The scripts for the first paper are available in this tarball, while the ones for the second paper can be found here. For both of them, you will need to read the README in the base directory first. It contains details on what software versions, etc. are needed/expected and also lays out how the files are organized and what is included. Note that what is provided is almost entirely scripts; we can’t provide any corpora due to their respective licenses. As well, we don’t include any of the external programs that we use. The README lists all such programs and also provides information as to where you can get them.

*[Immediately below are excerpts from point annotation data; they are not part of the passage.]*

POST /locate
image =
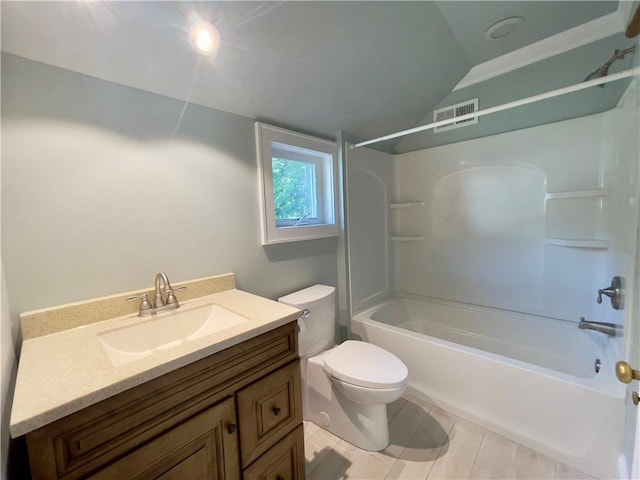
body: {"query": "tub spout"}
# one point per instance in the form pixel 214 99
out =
pixel 610 329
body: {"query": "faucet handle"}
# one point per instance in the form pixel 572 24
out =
pixel 145 305
pixel 171 298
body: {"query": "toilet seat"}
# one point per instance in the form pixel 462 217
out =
pixel 365 365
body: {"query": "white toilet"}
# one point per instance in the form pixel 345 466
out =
pixel 346 388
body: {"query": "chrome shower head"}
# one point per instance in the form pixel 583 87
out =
pixel 603 71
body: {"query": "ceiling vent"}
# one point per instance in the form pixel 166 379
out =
pixel 453 111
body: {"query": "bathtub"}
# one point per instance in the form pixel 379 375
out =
pixel 531 379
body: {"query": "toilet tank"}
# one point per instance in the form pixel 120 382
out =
pixel 317 327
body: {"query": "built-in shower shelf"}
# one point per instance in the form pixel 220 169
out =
pixel 578 243
pixel 406 204
pixel 599 192
pixel 406 238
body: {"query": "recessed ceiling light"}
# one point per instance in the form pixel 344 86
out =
pixel 204 37
pixel 503 28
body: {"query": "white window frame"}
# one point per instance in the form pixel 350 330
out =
pixel 273 141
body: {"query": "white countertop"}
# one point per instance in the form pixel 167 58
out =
pixel 61 373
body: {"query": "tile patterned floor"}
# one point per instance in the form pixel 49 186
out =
pixel 428 443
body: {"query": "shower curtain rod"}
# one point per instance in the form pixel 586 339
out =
pixel 506 106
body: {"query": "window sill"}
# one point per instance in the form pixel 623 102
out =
pixel 300 233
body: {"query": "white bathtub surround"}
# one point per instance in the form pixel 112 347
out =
pixel 527 378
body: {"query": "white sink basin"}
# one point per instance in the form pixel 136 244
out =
pixel 165 331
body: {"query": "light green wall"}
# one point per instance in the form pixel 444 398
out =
pixel 99 193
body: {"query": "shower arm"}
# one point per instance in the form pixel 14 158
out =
pixel 617 55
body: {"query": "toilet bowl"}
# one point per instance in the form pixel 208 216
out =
pixel 346 387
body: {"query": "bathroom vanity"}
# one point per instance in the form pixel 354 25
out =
pixel 235 412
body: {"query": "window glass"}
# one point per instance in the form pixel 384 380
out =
pixel 294 191
pixel 297 185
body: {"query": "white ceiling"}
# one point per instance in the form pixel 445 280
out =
pixel 367 68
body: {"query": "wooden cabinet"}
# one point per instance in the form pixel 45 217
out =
pixel 269 409
pixel 210 419
pixel 285 461
pixel 200 448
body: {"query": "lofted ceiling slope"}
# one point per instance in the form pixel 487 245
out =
pixel 366 68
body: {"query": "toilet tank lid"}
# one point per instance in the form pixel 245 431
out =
pixel 308 295
pixel 365 365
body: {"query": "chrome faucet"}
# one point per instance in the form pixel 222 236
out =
pixel 610 329
pixel 160 303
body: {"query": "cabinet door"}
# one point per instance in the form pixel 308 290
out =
pixel 285 460
pixel 203 447
pixel 269 409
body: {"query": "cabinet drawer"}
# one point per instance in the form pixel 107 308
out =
pixel 269 409
pixel 285 461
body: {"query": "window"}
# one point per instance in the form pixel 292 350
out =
pixel 296 180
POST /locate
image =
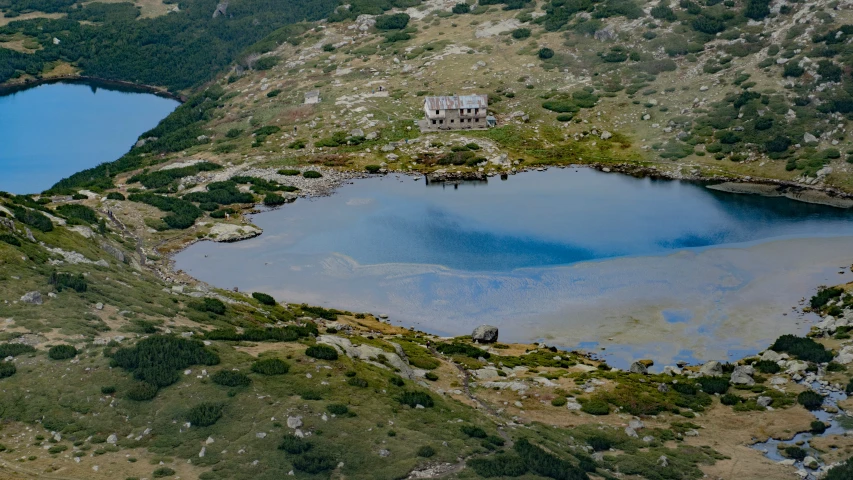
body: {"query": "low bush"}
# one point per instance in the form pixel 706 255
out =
pixel 595 406
pixel 62 352
pixel 230 378
pixel 314 463
pixel 712 385
pixel 500 465
pixel 426 452
pixel 204 414
pixel 263 298
pixel 294 445
pixel 337 409
pixel 141 392
pixel 270 366
pixel 413 399
pixel 14 349
pixel 322 352
pixel 766 366
pixel 803 348
pixel 7 369
pixel 810 399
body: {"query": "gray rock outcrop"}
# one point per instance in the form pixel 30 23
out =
pixel 485 334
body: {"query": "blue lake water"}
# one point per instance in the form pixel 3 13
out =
pixel 52 131
pixel 574 257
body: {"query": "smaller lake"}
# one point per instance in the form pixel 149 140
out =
pixel 664 269
pixel 51 131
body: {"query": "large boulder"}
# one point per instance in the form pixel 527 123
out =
pixel 33 298
pixel 712 368
pixel 743 375
pixel 485 334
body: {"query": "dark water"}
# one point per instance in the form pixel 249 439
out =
pixel 52 131
pixel 572 257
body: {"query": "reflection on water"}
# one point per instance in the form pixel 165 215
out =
pixel 669 269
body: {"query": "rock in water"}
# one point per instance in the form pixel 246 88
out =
pixel 712 368
pixel 34 298
pixel 485 334
pixel 638 367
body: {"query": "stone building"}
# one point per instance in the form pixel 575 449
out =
pixel 459 112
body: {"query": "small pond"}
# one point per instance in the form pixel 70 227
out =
pixel 573 257
pixel 51 131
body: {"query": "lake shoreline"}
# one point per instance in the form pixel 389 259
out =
pixel 13 88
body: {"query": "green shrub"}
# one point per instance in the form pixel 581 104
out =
pixel 803 348
pixel 712 385
pixel 357 382
pixel 397 21
pixel 141 392
pixel 7 369
pixel 14 349
pixel 204 414
pixel 766 366
pixel 294 445
pixel 61 281
pixel 322 352
pixel 810 399
pixel 473 431
pixel 230 378
pixel 500 465
pixel 270 366
pixel 413 399
pixel 263 298
pixel 163 472
pixel 314 463
pixel 545 53
pixel 211 305
pixel 426 452
pixel 62 352
pixel 595 406
pixel 337 409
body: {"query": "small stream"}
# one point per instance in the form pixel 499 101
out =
pixel 770 448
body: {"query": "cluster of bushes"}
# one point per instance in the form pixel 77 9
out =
pixel 802 348
pixel 32 218
pixel 270 366
pixel 230 378
pixel 462 349
pixel 14 349
pixel 76 213
pixel 289 333
pixel 162 178
pixel 182 214
pixel 61 281
pixel 210 305
pixel 204 414
pixel 155 361
pixel 220 193
pixel 528 457
pixel 61 352
pixel 322 352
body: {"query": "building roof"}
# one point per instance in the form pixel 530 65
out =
pixel 456 102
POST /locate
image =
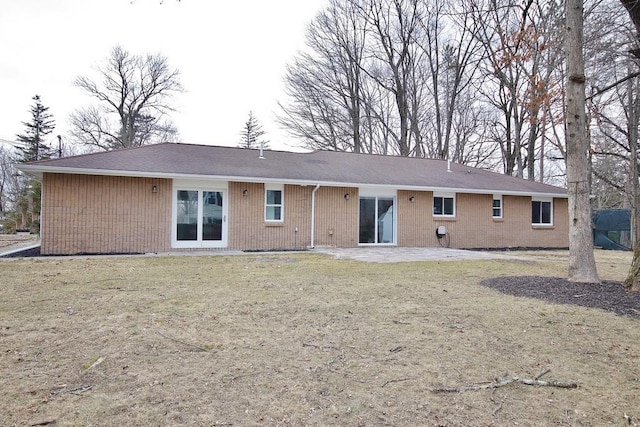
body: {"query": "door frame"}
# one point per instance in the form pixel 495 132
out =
pixel 378 193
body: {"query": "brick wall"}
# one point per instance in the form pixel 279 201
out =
pixel 248 229
pixel 100 214
pixel 474 226
pixel 103 214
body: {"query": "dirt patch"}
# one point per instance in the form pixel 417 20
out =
pixel 303 339
pixel 609 296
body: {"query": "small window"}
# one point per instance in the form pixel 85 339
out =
pixel 443 205
pixel 541 212
pixel 497 207
pixel 273 207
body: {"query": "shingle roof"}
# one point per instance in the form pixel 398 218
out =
pixel 324 167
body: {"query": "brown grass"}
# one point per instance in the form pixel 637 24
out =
pixel 302 339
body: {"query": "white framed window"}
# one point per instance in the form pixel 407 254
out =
pixel 274 203
pixel 199 214
pixel 541 211
pixel 444 204
pixel 497 206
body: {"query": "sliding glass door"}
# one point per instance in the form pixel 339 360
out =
pixel 200 218
pixel 377 220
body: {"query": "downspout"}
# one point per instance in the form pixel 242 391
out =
pixel 313 215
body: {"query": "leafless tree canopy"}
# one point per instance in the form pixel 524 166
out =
pixel 132 100
pixel 480 82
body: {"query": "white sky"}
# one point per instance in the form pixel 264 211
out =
pixel 231 54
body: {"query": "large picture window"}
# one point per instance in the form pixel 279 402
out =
pixel 541 212
pixel 274 203
pixel 497 207
pixel 199 218
pixel 444 204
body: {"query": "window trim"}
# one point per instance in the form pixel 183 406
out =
pixel 542 200
pixel 501 207
pixel 443 196
pixel 274 187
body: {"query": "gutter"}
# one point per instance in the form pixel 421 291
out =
pixel 313 215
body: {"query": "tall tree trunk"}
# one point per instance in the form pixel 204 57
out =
pixel 582 265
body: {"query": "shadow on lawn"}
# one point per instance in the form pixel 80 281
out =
pixel 609 296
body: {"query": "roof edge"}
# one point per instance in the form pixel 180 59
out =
pixel 38 171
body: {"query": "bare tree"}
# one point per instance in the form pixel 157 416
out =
pixel 582 265
pixel 132 97
pixel 8 180
pixel 325 83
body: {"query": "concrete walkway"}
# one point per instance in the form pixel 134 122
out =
pixel 396 254
pixel 11 243
pixel 379 254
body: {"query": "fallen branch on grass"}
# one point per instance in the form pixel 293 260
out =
pixel 503 381
pixel 77 390
pixel 197 347
pixel 396 381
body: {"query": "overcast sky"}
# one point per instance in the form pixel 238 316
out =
pixel 231 54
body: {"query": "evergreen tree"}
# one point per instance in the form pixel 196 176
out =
pixel 251 134
pixel 40 125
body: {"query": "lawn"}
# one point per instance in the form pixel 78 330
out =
pixel 303 339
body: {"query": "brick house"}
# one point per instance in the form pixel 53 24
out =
pixel 182 197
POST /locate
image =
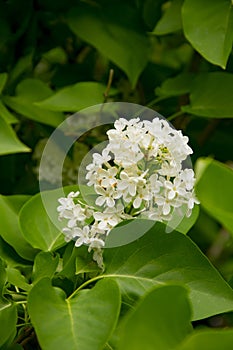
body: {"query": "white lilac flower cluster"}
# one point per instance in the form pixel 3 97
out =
pixel 138 173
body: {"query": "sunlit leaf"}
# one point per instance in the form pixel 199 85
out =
pixel 215 190
pixel 158 258
pixel 209 28
pixel 160 320
pixel 84 321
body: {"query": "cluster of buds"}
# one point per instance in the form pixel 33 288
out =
pixel 139 173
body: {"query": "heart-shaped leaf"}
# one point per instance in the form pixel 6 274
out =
pixel 158 258
pixel 84 321
pixel 209 28
pixel 160 320
pixel 9 225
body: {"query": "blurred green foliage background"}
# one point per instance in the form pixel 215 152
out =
pixel 57 57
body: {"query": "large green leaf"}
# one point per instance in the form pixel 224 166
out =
pixel 171 20
pixel 28 92
pixel 213 339
pixel 75 97
pixel 159 257
pixel 9 225
pixel 9 141
pixel 160 321
pixel 45 265
pixel 211 96
pixel 8 312
pixel 82 322
pixel 15 278
pixel 129 231
pixel 115 31
pixel 6 115
pixel 36 226
pixel 39 219
pixel 3 80
pixel 209 28
pixel 215 190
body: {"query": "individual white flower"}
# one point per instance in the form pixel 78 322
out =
pixel 106 196
pixel 187 176
pixel 107 220
pixel 143 194
pixel 155 183
pixel 145 173
pixel 107 178
pixel 175 188
pixel 165 204
pixel 83 236
pixel 76 214
pixel 100 159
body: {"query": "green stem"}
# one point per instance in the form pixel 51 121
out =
pixel 173 116
pixel 84 285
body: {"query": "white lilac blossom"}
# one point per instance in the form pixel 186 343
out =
pixel 140 172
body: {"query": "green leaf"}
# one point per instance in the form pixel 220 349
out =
pixel 116 32
pixel 8 319
pixel 209 28
pixel 213 339
pixel 8 312
pixel 3 80
pixel 186 223
pixel 84 321
pixel 39 222
pixel 9 255
pixel 75 97
pixel 6 115
pixel 216 199
pixel 211 96
pixel 28 92
pixel 36 226
pixel 158 258
pixel 128 231
pixel 9 141
pixel 160 321
pixel 171 20
pixel 45 265
pixel 9 225
pixel 17 279
pixel 179 85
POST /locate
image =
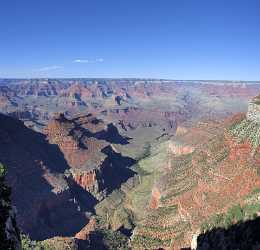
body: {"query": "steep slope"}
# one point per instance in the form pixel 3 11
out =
pixel 200 178
pixel 57 179
pixel 200 184
pixel 87 145
pixel 9 232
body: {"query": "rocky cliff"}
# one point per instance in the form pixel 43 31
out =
pixel 9 232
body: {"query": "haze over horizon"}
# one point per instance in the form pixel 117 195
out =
pixel 138 39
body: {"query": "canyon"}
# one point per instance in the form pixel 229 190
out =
pixel 129 163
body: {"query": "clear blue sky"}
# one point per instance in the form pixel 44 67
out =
pixel 177 39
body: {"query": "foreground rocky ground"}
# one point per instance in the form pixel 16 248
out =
pixel 130 164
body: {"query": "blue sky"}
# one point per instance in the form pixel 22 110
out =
pixel 174 39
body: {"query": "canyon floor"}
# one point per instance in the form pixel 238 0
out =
pixel 130 163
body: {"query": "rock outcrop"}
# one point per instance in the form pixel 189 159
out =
pixel 9 232
pixel 253 113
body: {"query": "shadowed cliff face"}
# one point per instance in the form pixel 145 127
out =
pixel 52 190
pixel 85 142
pixel 242 236
pixel 45 204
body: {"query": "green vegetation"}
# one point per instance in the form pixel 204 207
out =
pixel 108 239
pixel 235 214
pixel 5 209
pixel 149 242
pixel 256 100
pixel 28 244
pixel 246 130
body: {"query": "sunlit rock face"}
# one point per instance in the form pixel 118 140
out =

Using the scripts in your work

If you use the code (or the ideas in the paper), note that I do discourage direct use of the provided code; it’s meant primarily for educational purposes and is, in general, a mess and likely riddled with gross inefficiencies. If the code or ideas go into academic research, please cite the ACL 2011 paper or the NAACL 2012 paper as relevant (BiBTeX here and here):

Aditya Bhargava and Grzegorz Kondrak. 2011. How do you pronounce your name? Improving G2P with transliterations. In Proceedings of the 49th Annual Meeting of the Association for Computational Linguistics: Human Language Technologies, pages 399–408, Portland, USA. Association for Computational Linguistics.

Aditya Bhargava and Grzegorz Kondrak. 2012. Leveraging supplemental representations for sequential transduction. In Human Language Technologies: The 2012 Conference of the North American Chapter of the Association for Computational Linguistics, pages 396–406, Montréal, Canada. Association for Computational Linguistics.